The vertical distance difference will be on the order of 10 mm, maximum, and the length could be 300 mm if that’s the piece of plywood / MDF you have on hand. The angle will be 2° = atan(10/300) and the thickness will be 1/cos(2°) = 1.0006 times the original material thickness = not a problem.
But, as @jkwilborn points out, you don’t want a cut, you want a line on the surface so you can examine the width scorched on the material to find the narrowest section. Paper will work when you throttle the laser down enough to just mark it, although you should tape it down to keep it flat.
The ramp test I was proposing was to observe the characteristics of the cut (top, bottom, and middle) as the depth of focus (in red) slowly moves down through the material.
The jagged lines at the bottom of the cut are the result of the focus slightly flaring at the bottom (due to both the lens and deflections in the material), and so should improve as the depth of focus moves to include that area, but at the cost of losing quality at the top.
The ramp angle is very slight (1-2degs), the blue rectangles in this pic represent the rough height of a focus spacer you would normally use between nozzle and material surface, the ramp length roughly 300-350mm long. The ramp is lifted at one end by 1x focus spacer (just to avoid flashback) and at the other end by 2x focus spacers:
The reason for this test is to determine (by observation) the best overall focus height for cutting your job given your requirements and all the unique factors of your setup … your air, your MDF, your focus lens, etc.
As usual, make sure your optics are nice and clean before running the test and that your focussing lens is also correctly oriented (curved side facing upwards).

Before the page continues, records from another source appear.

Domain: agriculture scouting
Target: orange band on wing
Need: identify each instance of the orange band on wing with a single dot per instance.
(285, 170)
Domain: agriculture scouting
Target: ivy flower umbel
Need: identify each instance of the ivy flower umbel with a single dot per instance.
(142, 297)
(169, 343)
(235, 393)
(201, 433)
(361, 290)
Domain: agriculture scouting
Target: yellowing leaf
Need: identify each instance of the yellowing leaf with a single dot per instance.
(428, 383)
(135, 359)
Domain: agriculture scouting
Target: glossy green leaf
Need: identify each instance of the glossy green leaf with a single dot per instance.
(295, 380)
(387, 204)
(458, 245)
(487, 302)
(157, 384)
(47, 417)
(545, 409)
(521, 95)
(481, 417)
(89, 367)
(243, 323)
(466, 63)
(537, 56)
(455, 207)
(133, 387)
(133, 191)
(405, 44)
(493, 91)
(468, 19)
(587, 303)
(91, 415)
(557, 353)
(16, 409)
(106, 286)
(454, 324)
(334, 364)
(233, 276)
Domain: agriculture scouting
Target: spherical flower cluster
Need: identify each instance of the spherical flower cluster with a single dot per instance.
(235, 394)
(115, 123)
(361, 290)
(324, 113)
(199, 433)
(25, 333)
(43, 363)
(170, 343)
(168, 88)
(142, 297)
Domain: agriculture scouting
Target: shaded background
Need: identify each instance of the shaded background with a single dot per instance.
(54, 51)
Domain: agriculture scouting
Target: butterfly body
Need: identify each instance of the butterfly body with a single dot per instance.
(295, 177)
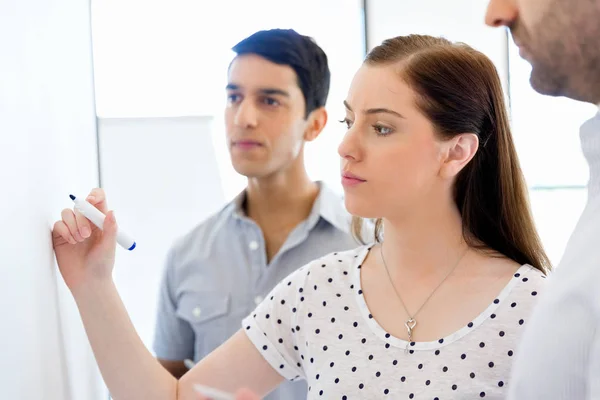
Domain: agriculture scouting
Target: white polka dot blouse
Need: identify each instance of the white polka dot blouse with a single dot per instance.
(315, 325)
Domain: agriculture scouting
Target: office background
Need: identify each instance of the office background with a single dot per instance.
(129, 95)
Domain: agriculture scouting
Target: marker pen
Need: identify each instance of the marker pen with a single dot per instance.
(97, 218)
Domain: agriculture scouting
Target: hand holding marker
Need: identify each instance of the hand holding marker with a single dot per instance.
(97, 218)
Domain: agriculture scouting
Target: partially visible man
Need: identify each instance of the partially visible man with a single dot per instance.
(559, 357)
(216, 275)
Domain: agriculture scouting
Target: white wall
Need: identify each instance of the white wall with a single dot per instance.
(47, 149)
(162, 179)
(456, 20)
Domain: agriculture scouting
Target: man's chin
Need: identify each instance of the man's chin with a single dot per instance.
(544, 84)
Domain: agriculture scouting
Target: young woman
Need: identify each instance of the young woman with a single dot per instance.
(433, 308)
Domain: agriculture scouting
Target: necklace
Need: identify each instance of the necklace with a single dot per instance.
(411, 322)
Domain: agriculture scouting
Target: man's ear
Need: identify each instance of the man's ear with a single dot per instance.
(316, 122)
(458, 152)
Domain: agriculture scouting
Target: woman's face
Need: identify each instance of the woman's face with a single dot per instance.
(391, 157)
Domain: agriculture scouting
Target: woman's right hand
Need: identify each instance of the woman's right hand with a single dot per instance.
(85, 253)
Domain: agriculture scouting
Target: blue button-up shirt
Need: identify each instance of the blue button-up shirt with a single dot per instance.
(217, 274)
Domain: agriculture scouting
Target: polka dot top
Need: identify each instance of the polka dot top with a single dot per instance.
(315, 325)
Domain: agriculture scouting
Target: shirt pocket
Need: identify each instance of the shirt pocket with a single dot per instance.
(209, 315)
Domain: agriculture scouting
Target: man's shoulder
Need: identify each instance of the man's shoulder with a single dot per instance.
(202, 236)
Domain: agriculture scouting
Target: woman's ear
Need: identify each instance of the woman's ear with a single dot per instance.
(459, 151)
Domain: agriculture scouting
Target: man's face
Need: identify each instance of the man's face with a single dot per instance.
(561, 40)
(265, 116)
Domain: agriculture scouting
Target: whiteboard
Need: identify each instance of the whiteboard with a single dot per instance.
(162, 178)
(47, 149)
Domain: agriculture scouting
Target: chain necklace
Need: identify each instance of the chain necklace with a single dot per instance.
(411, 322)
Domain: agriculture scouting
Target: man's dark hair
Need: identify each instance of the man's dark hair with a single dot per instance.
(301, 53)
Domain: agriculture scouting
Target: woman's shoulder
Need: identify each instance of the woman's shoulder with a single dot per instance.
(338, 260)
(528, 284)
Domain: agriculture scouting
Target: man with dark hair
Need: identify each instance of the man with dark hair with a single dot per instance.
(216, 274)
(559, 357)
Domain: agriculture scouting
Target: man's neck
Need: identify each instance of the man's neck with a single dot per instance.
(280, 194)
(279, 203)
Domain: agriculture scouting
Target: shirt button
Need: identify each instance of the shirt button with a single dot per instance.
(196, 312)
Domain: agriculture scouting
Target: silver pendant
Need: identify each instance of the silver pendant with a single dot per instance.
(410, 325)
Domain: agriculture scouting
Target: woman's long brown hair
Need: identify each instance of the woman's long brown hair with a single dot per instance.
(458, 89)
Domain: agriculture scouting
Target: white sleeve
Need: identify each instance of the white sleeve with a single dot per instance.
(275, 326)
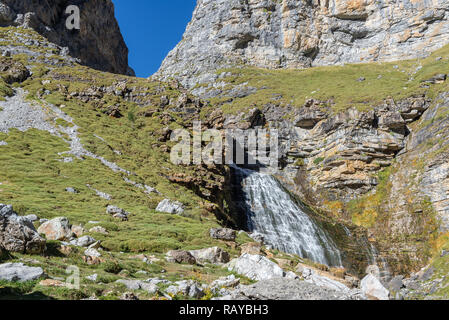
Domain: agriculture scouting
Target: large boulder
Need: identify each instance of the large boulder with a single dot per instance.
(149, 287)
(372, 287)
(84, 241)
(223, 234)
(180, 256)
(288, 289)
(57, 229)
(187, 288)
(256, 267)
(118, 213)
(211, 255)
(17, 234)
(251, 248)
(19, 272)
(168, 206)
(13, 71)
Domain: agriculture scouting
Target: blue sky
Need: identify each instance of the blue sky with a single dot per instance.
(152, 28)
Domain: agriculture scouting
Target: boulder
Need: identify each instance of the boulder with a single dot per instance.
(99, 229)
(211, 255)
(78, 231)
(18, 272)
(251, 248)
(168, 206)
(117, 212)
(180, 256)
(57, 229)
(187, 288)
(129, 296)
(256, 267)
(223, 234)
(17, 234)
(84, 241)
(32, 218)
(289, 289)
(92, 252)
(147, 286)
(13, 71)
(374, 270)
(396, 284)
(372, 287)
(71, 190)
(225, 282)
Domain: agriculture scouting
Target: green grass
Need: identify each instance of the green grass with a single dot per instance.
(337, 85)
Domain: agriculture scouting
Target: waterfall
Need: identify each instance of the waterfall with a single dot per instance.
(274, 213)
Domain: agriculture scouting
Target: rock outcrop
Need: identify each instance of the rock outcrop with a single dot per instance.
(256, 267)
(288, 289)
(98, 44)
(20, 272)
(296, 34)
(17, 234)
(57, 229)
(372, 287)
(211, 255)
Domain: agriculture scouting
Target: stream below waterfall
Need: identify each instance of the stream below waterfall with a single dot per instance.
(281, 219)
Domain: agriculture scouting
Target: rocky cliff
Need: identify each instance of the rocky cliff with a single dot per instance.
(297, 34)
(98, 44)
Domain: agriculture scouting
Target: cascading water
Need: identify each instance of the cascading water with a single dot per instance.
(274, 213)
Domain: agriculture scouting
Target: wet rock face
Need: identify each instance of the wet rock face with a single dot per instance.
(423, 171)
(98, 44)
(327, 156)
(295, 34)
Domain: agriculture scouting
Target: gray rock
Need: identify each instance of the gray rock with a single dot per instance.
(32, 217)
(223, 234)
(17, 234)
(225, 282)
(99, 229)
(372, 287)
(71, 190)
(92, 252)
(268, 34)
(117, 212)
(289, 289)
(188, 288)
(84, 241)
(111, 55)
(149, 287)
(180, 256)
(19, 272)
(168, 206)
(57, 229)
(396, 284)
(93, 277)
(211, 255)
(256, 267)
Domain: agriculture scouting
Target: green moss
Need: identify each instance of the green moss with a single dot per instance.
(336, 84)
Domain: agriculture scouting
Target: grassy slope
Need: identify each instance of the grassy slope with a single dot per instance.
(337, 83)
(35, 180)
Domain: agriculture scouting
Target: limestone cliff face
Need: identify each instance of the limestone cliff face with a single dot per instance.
(296, 33)
(98, 44)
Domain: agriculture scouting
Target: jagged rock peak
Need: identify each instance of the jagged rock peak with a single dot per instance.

Another test I would recommend is to pulse a pinhole spot on a piece of scrap at focus height, then lower the z-table about an inch or so then pulse again, and check if the pinhole and the larger pulse spot are concentric. This is a quick test to see if the beam is perpendicular to your work (if not perpendicular - that might help explain (along with general flaring) those cling on artifacts on the underside at the very end of the cut).